Personalities behind the civil rights movement

The Civil Rights Movement was primarily due to discrimination and racism against the African-Americans. It aimed at granting full civil and political rights and equality to all the Americans, regardless of race. This article looks into the earlier phase (1896-1954) of the many movements which constitute the Civil Rights Movements.
The Civil Rights Movement would be nothing without the contributions of brave men and women towards the achievement of equal rights. These personalities and leaders made it possible to end slavery, segregation and unfair treatment to the oppressed. Even some of these people were victims themselves who struggled for freedom and justice.
These leaders include: Mary McLeod Bethune, John Brown, Linda Brown, Ruby Bridges, Frederick Douglass, Medgar Evers, Marcus Garvey, Jesse Jackson, John F. Kennedy, Martin Luther King, Jr., Abraham Lincoln, Rosa Parks, Homer Plessy, Dred Scott, Sojourner Truth, Nat Turner, Harrit Tubman and Malcolm X.

Every one of these leaders has his/her own story to tell, own act of selflessness in order to see the better of the country. Bethune was an African American who became an advisor of the late Franklin D. Roosevelt and created an all black school so that black children can study to have good jobs later on and vote wisely; Brown helped in preventing Kansas from being a slave state and helped slaves in escaping from their captors; Linda Brown became famous for fighting the Board of Education of Topeka to help give all black children a good education; Bridges helped in ending segregation in her school.
Douglass, once a slave, helped children to read and write and fought for freedom through the speeches he gave; Evers also fought for equality for the blacks in Mississippi; Garvey started the Back to America Movement, meant to help blacks me treated right; Jackson, one of the greatest Civil Rights leader, was the second black American to run for presidency, which he believed was a key to getting more political power for the blacks; and Lincoln played a big role by issuing the Emancipation Proclamation, which was a declaration of freedom for all slaves.
These were just some of those who have great contributions during the Civil Rights Movement. Their primary goal, among others, was to see that every American has equal rights regardless of race or color. To do this, not just whites but blacks must be allowed to have education or to go to an all-whites school. This was important for the blacks because it is one ticket to a good job and future. Achieving this also shows equality in education between blacks and whites.
The leaders also fought for the eradication of poverty among the blacks. During those times, their only purpose was being slaves to richer people in their own state. They have no right for freedom, for good jobs around the neighborhood, and for all the good things whites enjoy. The leaders have wanted economic independence for all.
Another thing they saw worth fighting for was their right to vote. Many black persons were killed brutally just for encouraging blacks to vote.
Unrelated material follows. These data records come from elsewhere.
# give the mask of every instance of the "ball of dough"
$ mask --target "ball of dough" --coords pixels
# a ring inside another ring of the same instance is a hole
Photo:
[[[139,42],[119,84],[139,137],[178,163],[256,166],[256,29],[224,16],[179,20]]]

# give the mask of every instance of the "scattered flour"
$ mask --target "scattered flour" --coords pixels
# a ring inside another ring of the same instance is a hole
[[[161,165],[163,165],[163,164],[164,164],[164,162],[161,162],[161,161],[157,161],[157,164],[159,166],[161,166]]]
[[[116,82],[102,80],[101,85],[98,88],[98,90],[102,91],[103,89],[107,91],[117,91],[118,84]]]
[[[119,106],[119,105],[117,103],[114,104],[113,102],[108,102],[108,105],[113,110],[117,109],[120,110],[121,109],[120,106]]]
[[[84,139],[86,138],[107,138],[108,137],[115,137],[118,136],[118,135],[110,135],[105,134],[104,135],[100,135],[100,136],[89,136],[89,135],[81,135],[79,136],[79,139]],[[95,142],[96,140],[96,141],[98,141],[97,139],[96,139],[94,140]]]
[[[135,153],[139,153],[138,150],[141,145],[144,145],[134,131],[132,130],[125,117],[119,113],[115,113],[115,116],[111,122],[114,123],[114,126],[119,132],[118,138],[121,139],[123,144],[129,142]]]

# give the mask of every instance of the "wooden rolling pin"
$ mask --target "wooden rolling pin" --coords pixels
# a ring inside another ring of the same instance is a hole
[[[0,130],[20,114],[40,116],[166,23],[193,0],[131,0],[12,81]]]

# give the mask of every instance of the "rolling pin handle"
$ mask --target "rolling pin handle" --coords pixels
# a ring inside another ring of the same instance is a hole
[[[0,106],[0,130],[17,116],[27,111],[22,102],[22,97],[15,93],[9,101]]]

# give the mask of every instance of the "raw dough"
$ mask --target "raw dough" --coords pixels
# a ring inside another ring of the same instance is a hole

The whites see this as an insult to them because they think that the blacks have no business dealing with political activities.
These leaders also wanted privileges be granted to blacks, especially when it comes to the places where blacks and whites are separated, such as the seating in the buses, bathrooms, housing and school.
All these goals constitute social change. The leaders wanted to end the hardships that blacks shouldered everyday. They have also longed for freedom of speech.
John F. Kennedy, Martin Luther King, Jr. and Rosa Parks can be considered great leaders during these times. Their contributions have made many changes in the way blacks were treated in different states.
Kennedy was the only president to appoint blacks in different federal positions as a way to end racial discrimination. He issued the Civil Rights Act of 1964 to make way for equal treatments and rights. This act abolished the discrimination on buses. Whites and blacks alike can now sit wherever they want to. It abolished discrimination in housing. Before, blacks lived in the seedier parts of town. Only whites have the right to clean, better and richer areas. Kennedy’s Executive Order # 11063 ended this. The act also abolished discrimination in voting and education.
King, on the other hand, also played an important role during the Civil Rights Movement. He believed in peaceful demonstrations and rallies, protests and marches to fight against Jim Crow Laws, which segregate blacks and whites. He wanted blacks to enjoy the same privileges as the whites such as voting. His leadership brought about changes and the Jim Crow was defeated. Blacks were able to enjoy the things that used to be denied them.
Lastly, Parks became instrumental in sparking the Civil Rights Movement. She was arrested one night for refusing to give the seat to a white passenger in the bus. She was found guilty, and had to pay a fine. Although she lost the case, her arrest made way for the Montgomery Bus Boycott which lasted a year. Her lawyers then filed suit against the segregation, saying it was unconstitutional. This effort was not wasted when the U.S. Supreme Court agreed with Parks’ lawyers. The segregation on the buses was finally over.
Payne, Charles M. (1995). I’ve Got the Light of Freedom: The Organizing Tradition and the Mississippi Freedom Struggle. Berkeley: University of California Press.